Galleries: To front of upper storeys of transepts,
balustrades (Plate, p. 5) with turned balusters,
some early 17th-century and some modern.
Glass: In S. chapal—in E. window, shield-of-arms (Plate, pp. xliv–v) argent two cheverons azure
and an engrailed border gules, for Tyrell impaling
gules a leopard rampant argent for Marney, 15th-century. Monuments and Floor-slabs. Monuments: In S. chapel—on S. wall, (1) to Sir John
Tyrell, 1676, and Martha (Washington), his wife,
1679, also to Sir Charles Tyrell, 1714, and Martha,
his wife, 1690, marble wall-monument with fluted
pilasters, broken pediment and achievement-of-arms. In S. transept—(2) altar-tomb, recessed in
wall, with moulded slab and panelled base, with
remains of shields in front, recess with flat cusped
arch and foliated spandrels and quatre-foiled soffit,
on slab brass of headless figure of man in plate-armour, c. 1520, eight sons, indents of Trinity,
wife and daughter, inscription-plate and fillet.

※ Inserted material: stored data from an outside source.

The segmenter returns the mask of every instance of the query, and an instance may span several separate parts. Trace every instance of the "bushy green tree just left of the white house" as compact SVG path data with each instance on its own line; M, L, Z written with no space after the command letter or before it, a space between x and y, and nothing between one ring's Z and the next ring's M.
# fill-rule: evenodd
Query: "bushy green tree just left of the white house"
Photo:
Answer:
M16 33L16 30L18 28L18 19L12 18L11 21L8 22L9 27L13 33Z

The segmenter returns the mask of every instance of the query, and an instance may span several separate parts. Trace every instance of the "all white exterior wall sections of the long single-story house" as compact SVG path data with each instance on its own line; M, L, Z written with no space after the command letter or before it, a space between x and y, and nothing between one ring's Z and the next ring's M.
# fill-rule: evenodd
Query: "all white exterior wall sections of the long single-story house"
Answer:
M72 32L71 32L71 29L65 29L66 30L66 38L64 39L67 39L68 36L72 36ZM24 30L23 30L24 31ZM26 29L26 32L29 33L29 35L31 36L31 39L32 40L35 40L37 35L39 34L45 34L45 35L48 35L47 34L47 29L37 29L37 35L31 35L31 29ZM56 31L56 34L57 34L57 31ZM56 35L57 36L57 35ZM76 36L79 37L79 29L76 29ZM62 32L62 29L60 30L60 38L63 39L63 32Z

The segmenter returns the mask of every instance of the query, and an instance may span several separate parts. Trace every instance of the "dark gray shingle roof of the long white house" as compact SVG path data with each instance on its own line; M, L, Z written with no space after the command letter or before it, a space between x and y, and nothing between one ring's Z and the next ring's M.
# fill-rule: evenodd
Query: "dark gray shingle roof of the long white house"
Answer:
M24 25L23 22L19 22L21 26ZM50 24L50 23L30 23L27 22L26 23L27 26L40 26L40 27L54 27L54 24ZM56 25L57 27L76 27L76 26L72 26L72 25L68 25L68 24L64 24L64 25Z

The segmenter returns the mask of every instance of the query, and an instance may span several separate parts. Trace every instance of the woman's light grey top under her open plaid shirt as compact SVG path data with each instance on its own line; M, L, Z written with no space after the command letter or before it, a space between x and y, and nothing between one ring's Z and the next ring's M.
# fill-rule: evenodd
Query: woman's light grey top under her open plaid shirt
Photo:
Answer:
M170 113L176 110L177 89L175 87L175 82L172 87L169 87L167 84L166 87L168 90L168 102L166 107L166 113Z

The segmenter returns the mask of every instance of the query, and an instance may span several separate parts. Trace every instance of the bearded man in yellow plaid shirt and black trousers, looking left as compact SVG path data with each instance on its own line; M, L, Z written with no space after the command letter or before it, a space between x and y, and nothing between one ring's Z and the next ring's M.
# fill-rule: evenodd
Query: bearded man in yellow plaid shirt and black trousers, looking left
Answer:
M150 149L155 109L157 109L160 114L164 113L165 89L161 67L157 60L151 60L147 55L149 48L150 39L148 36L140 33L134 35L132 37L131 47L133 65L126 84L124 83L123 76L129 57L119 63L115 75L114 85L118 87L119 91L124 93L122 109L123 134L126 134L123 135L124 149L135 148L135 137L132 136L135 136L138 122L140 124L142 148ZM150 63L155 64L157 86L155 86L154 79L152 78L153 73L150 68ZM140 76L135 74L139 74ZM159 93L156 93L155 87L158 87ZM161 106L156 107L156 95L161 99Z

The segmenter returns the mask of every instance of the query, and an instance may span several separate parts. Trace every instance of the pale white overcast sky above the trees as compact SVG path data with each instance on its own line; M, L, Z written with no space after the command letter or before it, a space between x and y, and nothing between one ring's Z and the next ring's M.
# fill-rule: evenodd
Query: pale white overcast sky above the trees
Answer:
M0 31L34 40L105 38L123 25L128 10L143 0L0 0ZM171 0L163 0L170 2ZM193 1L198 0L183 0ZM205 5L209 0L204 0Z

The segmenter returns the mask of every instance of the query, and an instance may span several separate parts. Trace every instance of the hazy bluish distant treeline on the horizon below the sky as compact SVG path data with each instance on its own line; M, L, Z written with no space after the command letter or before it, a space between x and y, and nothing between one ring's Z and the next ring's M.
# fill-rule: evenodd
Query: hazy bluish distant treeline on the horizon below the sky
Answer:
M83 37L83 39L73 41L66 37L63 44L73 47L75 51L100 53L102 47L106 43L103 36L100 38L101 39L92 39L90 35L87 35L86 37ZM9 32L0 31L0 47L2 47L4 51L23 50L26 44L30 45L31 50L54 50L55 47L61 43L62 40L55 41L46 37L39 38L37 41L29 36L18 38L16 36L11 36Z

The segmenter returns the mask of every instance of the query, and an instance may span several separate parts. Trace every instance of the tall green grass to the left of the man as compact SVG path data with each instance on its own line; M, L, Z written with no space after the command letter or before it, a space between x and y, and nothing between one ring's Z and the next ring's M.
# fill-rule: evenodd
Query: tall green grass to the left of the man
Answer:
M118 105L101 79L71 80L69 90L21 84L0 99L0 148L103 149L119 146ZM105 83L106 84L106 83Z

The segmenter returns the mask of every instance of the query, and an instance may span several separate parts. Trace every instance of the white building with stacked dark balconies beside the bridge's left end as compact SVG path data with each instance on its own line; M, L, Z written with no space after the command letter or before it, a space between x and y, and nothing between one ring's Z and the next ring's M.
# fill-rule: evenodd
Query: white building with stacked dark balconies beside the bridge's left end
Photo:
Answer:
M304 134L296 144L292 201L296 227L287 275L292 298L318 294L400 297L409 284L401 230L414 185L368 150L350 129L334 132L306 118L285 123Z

Floor-slabs: In S. chapel—now a modern raised
tomb, (1) of Alice (Cogesale), wife of Sir John
Tyrell, 1422, incised slab (Plate, p. 40) of hard
limestone with figure of woman in horned head-dress and fur-lined cloak, under vaulted canopy with
shafts containing figures of children with their
names on scrolls, two shields—(a) a cross between
four scallops for Coggeshall, and (b) Coggeshall
dimidiating two cheverons and an engrailed border for
Tyrell, marginal inscription with symbols of the
Evangelists; (2) to Sir John Tyrell, 1675, "once
decimated, twice imprisoned, thrice sequestrated,"

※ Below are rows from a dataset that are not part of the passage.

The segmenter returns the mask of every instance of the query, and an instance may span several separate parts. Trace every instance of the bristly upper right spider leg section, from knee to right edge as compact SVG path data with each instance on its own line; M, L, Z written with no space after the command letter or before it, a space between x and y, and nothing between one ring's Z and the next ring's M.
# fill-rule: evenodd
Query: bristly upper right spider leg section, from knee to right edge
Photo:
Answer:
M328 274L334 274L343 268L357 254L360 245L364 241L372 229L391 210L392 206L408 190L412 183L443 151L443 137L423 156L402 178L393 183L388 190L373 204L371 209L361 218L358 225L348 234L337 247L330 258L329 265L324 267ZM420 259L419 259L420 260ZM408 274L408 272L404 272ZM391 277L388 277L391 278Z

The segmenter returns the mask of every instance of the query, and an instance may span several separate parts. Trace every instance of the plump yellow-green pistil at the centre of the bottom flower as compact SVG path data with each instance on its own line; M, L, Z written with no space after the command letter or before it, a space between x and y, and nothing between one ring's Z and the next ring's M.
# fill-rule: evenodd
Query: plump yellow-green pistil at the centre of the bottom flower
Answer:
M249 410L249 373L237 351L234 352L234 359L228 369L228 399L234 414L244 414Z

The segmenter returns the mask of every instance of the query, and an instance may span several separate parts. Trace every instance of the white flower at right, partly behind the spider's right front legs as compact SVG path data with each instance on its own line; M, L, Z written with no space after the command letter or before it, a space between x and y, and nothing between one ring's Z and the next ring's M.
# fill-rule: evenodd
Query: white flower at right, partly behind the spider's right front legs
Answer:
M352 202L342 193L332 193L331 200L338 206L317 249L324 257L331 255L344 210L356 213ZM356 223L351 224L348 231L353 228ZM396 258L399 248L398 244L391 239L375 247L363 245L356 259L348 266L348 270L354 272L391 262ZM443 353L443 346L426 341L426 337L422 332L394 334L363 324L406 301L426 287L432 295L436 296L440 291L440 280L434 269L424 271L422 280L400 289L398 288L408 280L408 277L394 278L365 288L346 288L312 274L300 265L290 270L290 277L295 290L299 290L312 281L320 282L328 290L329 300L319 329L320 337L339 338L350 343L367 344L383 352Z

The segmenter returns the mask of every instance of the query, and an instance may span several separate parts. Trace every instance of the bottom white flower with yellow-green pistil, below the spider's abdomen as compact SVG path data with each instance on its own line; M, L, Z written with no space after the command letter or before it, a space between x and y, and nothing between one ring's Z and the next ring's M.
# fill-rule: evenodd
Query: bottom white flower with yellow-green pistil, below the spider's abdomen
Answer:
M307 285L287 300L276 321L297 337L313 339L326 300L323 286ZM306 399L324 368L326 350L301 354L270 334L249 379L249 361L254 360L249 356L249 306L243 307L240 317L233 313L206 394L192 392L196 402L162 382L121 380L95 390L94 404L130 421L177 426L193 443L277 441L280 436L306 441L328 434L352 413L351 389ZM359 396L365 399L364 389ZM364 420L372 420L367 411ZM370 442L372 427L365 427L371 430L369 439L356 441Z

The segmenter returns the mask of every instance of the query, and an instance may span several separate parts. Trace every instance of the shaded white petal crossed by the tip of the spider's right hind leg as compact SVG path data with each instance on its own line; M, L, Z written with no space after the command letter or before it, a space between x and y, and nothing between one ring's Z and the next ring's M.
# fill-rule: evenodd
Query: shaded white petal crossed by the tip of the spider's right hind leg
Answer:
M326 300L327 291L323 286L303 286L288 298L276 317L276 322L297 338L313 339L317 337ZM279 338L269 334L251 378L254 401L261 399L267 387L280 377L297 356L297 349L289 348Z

with achievement-of-arms; (3) to Martha, wife of
Sir Charles Tyrell, 1690, with shield-of-arms.
Plate: includes cup of 1564 and cover-paten of
1567. Pulpit: semi-octagonal, with two tiers
of moulded panels, 17th-century, rail modern.
Seating: In chancel—two bench-ends with popeyheads, early 16th-century. Stoup: In nave—in S.
wall, recess with part of basin and trefoiled head,
early 16th-century. Miscellanea: In upper storey
of N. transept—fragments of windows and oak
screen; other fragments of moulded stonework
Condition—Building shows signs of settlement
and tower has bad cracks in W. wall, etc.
b(2). Barns, Moat and Fish-Ponds at Heron
Hall, 1½ m. N.N.E. of the church. The small
Barn to the S. of the moat is of two storeys and of
brick with a tiled roof. It was built in the 16th
century and has window-openings with four-centred heads on both floors. The large Barn to
the N.E. of the former is of the same materials.
It is of ten bays with a porch on the E. and was
built early in the 18th century. Built into the
N. end of the W. wall are two stone gate-piers
with moulded caps and bases.
The Moat is complete and surrounds a large and
strongly defended site. On the E. side is a strong
retaining bank and on the W. three small fish-ponds.
About ¼ m. N.W. of the moat is a large area
enclosed on three sides by a strong retaining bank
and known as the Heron pond. A small stream runs
through the middle.
Condition—Of barns and earthworks, good.
b(3). Mount Thrift, house and moat, 1 m.
N.N.E. of the church. The House is of two storeys,
timber-framed and plastered; the roofs are tiled.
It was built probably in the 16th century, but has
been considerably altered by insertion of later
partitions and by additions on both the E. and W.
sides. The central chimney-stack has four shafts,
set diagonally on a cruciform plan with a square
base. Inside the building some of the rooms have
exposed ceiling-beams. On the first floor are two
doors of moulded battens and on the ground-floor
is a cupboard door of 16th-century panelling.
There is a blocked window on the first floor of
three lights with moulded mullions.
The Moat is fragmentary.
Condition—Of house, good.
a(4). Boar's Head Inn (Plate, p. xl), at Heron
Gate, about 1 m. N. by E. of the church, is of
two storeys, timber-framed and plastered; the
roofs are tiled. It was built probably late in the
17th century but has been much altered.